Angharad’s concept for the piece is to represent the characters’ lives as a blueprint, like architectural drawings or a series of maps layered upon one another. As the characters move through this night’s journey, they create, re-tread and erase paths like a child with an Etch-a-sketch, drafting, shaking and redrafting pixelated lines on the screen. These paths, however, are not sculpted and structural, their texture has more in common with a virus or fungus spreading under a microscope or dandelion seed heads transported on the breeze. They are a fluid and intangible energy, like smoke or dust particles dancing in the light but they are most definitely present.
The paths, created through projection mapping, give the performance a distinct style and with the removal of extraneous props and set dressing, this once ‘straight play’ becomes a visceral being that cuts straight through the external actions of the characters to the internal core of what it is to be connected to another person.
Much of the rehearsal this week has been about discovering movement sequences that might serve as motifs within the physical life of the play. These can act as anchors for the actors but also as the primary stimulus for the projection mapping, which involves very precise use of projection onto gauzes, the floor and even bodies. Ensuring these sequences are actor-led and rooted in their physical response to the text gives them an authenticity but also means that each character’s individual physicality is represented within the mapping.

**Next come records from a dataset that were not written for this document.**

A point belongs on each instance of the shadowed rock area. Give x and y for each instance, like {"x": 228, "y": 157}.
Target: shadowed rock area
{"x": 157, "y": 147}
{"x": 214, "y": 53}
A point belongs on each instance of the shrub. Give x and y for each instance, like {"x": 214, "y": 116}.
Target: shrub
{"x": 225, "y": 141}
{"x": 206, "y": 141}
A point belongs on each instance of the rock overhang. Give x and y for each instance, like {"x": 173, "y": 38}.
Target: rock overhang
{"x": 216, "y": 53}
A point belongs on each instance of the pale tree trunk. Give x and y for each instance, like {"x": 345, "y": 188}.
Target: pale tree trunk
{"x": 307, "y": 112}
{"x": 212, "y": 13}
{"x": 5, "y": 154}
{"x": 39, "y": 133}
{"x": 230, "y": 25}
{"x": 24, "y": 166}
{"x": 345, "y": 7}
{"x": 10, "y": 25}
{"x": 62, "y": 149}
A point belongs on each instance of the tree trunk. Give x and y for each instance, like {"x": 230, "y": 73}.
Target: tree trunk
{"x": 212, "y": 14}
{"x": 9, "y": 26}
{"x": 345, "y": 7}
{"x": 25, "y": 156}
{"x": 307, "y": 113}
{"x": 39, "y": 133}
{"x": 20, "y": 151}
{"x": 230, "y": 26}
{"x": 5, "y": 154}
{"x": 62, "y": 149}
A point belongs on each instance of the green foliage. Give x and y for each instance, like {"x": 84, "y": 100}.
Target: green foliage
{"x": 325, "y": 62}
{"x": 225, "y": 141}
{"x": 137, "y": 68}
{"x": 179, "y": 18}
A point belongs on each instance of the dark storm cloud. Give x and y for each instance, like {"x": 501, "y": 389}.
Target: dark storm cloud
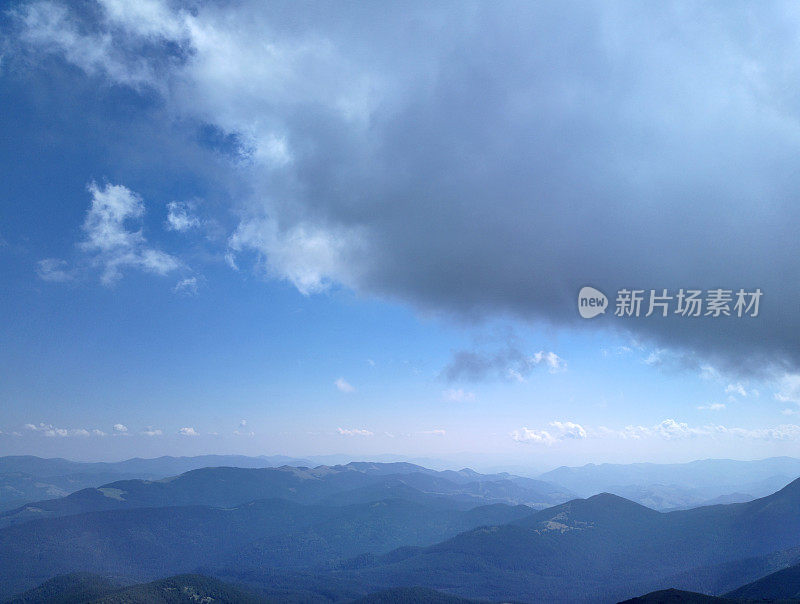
{"x": 491, "y": 159}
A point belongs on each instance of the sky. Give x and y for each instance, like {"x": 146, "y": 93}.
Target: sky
{"x": 362, "y": 229}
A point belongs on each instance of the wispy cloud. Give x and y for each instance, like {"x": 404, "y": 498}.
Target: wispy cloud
{"x": 458, "y": 395}
{"x": 668, "y": 429}
{"x": 343, "y": 385}
{"x": 557, "y": 431}
{"x": 510, "y": 363}
{"x": 712, "y": 407}
{"x": 50, "y": 430}
{"x": 53, "y": 269}
{"x": 354, "y": 432}
{"x": 187, "y": 286}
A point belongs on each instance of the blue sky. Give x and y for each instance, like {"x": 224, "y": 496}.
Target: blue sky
{"x": 291, "y": 229}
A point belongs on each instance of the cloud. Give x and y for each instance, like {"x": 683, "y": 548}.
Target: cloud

Our days have also been occupied with exploring the inner life of the characters, their tempo rhythms, ‘wills and wants’, and of course discovering the humour within the piece which serves as a crutch, enabling the characters to mask their darkest fears and function in the face of crippling uncertainty. There have been a fair few tears this week but an awful lot of laughter.
Crucially though, what does applying this approach do for the text in performance?

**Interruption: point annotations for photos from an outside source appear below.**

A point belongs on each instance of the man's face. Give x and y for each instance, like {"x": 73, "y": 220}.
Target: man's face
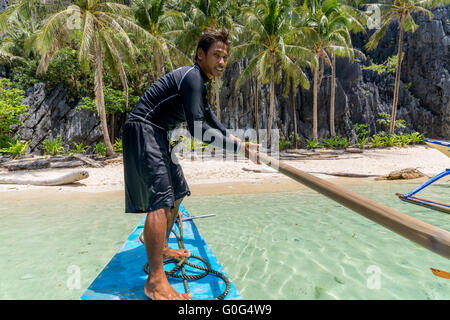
{"x": 213, "y": 63}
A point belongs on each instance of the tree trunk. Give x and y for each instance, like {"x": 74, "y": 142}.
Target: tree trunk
{"x": 333, "y": 93}
{"x": 256, "y": 110}
{"x": 271, "y": 103}
{"x": 99, "y": 96}
{"x": 315, "y": 91}
{"x": 159, "y": 65}
{"x": 397, "y": 76}
{"x": 217, "y": 91}
{"x": 294, "y": 114}
{"x": 112, "y": 125}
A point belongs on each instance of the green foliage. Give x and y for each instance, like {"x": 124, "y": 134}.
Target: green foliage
{"x": 314, "y": 144}
{"x": 79, "y": 148}
{"x": 415, "y": 137}
{"x": 389, "y": 66}
{"x": 117, "y": 146}
{"x": 10, "y": 107}
{"x": 15, "y": 147}
{"x": 114, "y": 101}
{"x": 53, "y": 147}
{"x": 384, "y": 120}
{"x": 283, "y": 144}
{"x": 100, "y": 149}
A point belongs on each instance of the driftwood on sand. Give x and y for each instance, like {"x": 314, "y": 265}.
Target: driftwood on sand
{"x": 72, "y": 161}
{"x": 66, "y": 178}
{"x": 408, "y": 173}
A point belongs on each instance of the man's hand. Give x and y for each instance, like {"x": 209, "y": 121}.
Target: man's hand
{"x": 234, "y": 138}
{"x": 250, "y": 151}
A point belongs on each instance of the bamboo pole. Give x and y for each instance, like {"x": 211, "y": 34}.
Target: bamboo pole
{"x": 422, "y": 233}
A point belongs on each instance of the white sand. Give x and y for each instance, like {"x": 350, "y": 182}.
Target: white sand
{"x": 225, "y": 176}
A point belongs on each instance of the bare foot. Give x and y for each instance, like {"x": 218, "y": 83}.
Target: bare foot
{"x": 162, "y": 290}
{"x": 175, "y": 253}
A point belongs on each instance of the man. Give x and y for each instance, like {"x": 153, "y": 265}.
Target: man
{"x": 154, "y": 183}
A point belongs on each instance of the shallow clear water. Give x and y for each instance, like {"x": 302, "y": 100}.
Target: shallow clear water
{"x": 292, "y": 245}
{"x": 53, "y": 248}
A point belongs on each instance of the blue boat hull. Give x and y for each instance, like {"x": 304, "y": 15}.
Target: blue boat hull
{"x": 124, "y": 277}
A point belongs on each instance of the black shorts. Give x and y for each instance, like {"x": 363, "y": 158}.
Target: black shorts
{"x": 152, "y": 179}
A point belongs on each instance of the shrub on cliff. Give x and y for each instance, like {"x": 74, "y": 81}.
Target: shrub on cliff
{"x": 10, "y": 106}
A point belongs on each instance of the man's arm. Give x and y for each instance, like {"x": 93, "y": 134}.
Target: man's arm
{"x": 212, "y": 120}
{"x": 198, "y": 120}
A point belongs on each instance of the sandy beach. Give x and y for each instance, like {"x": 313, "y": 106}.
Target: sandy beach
{"x": 217, "y": 176}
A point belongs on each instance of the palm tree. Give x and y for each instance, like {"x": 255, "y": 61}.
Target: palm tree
{"x": 102, "y": 31}
{"x": 271, "y": 33}
{"x": 163, "y": 25}
{"x": 325, "y": 30}
{"x": 400, "y": 11}
{"x": 351, "y": 20}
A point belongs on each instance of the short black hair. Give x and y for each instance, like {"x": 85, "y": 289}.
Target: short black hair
{"x": 211, "y": 36}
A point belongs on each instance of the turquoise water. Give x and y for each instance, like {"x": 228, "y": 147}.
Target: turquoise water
{"x": 291, "y": 245}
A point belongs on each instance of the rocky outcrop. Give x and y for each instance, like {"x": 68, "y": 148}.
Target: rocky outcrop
{"x": 424, "y": 98}
{"x": 49, "y": 116}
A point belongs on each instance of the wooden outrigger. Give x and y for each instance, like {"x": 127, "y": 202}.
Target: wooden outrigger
{"x": 444, "y": 147}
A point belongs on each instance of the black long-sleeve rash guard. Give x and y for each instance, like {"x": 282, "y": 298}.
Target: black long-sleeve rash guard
{"x": 179, "y": 96}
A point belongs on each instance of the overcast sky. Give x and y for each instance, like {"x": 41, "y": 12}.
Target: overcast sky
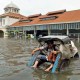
{"x": 30, "y": 7}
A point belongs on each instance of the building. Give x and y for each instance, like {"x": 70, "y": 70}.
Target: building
{"x": 10, "y": 16}
{"x": 59, "y": 22}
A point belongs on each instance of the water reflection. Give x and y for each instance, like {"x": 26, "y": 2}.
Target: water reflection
{"x": 14, "y": 55}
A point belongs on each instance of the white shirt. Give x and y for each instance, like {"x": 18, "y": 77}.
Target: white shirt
{"x": 74, "y": 48}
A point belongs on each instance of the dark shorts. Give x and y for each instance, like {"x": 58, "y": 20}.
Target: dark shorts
{"x": 43, "y": 59}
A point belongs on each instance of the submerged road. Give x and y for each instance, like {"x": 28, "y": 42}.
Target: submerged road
{"x": 14, "y": 56}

For our more experienced actors, physical theatre and projection mapping has been a venture into the unknown. Their natural instincts regarding how to communicate with the audience and one another have been challenged and stripping back their performances has not come easily but the result is staggeringly pure and deeply moving.
There has only been time to create a couple of sequences over the two days spent with Zakk Hein and his array of technical equipment but the texture of the piece has emerged and there is something new to see in each projection every time it is repeated. The aesthetic is beautiful in its own right but from a theatrical perspective it is what it adds to the storytelling and how it supports the action of the piece that makes it so effective. The opening sequence, where Tony moves along ever changing pathways, looking for his own route, has a childlike playfulness to it but also an urgency and a precarious fragility as though, at any moment, a missed pathway might mean he fails to make his appointment with destiny. It is a powerful metaphor for the way we all grasp at finding direction in life.
This production seeks to combine primal forces and scientific truths with new technology. There is a melancholic climax to the piece but there is also a swell of optimism that perfectly encapsulates that reassuring law of thermodynamics, nothing really ends, energy is neither created nor destroyed, just passed between us all.